Some of the opposing factions met in Geneva earlier this month under the auspices of the United Nations, but key representatives from a Tripoli-based government and parliament stayed away, demanding the dialogue be held within Libya.
“There was agreement on the principle of convening future dialogue sessions in Libya, provided that logistical and security conditions are available,” the U.N. Mission for Libya (UNSMIL) said in a statement after another round of talks in Geneva this week.
The Tripoli-based parliament, known as the GNC, would also “end its suspension” of the negotiations, the assembly’s second deputy president, Saleh Mahzoum, said on Thursday.
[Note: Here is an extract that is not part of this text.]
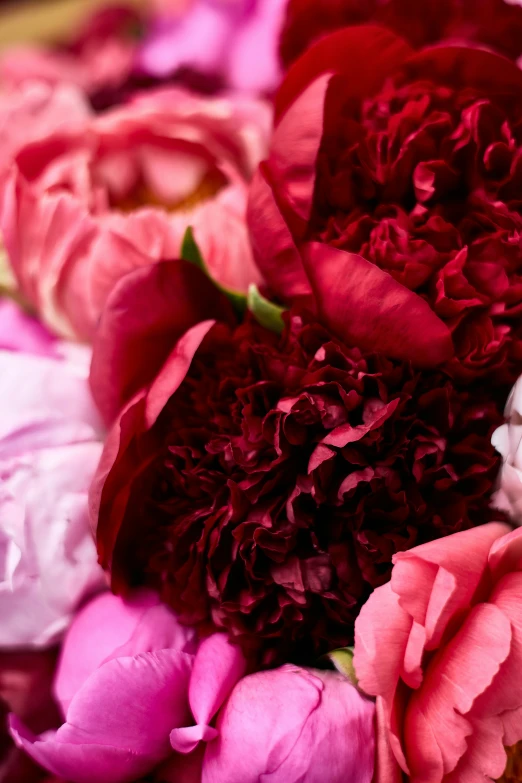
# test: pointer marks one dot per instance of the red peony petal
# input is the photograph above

Nearly four years after a NATO-backed revolt ousted Muammar Gaddafi, Libya is in turmoil with two rival governments and two parliaments backed by armed factions which Western governments fear are dragging the country into civil war.
The internationally-recognized government of Prime Minister Abdullah al-Thinni and the elected House of Representatives have worked out of the east of the country after another group, Libya Dawn, seized Tripoli last summer, set up its own government and reinstated the old parliament, the GNC.
Last week, the GNC said it was suspending its participation in the U.N.-backed talks, blaming the seizing of a central bank branch in Benghazi by Thinni’s forces.
Thinni’s government said the bank, which controls vital oil revenues, was only being secured.
The precarious security situation in Libya was highlighted on Tuesday, when gunmen stormed a luxury hotel in Tripoli, killing at least nine people.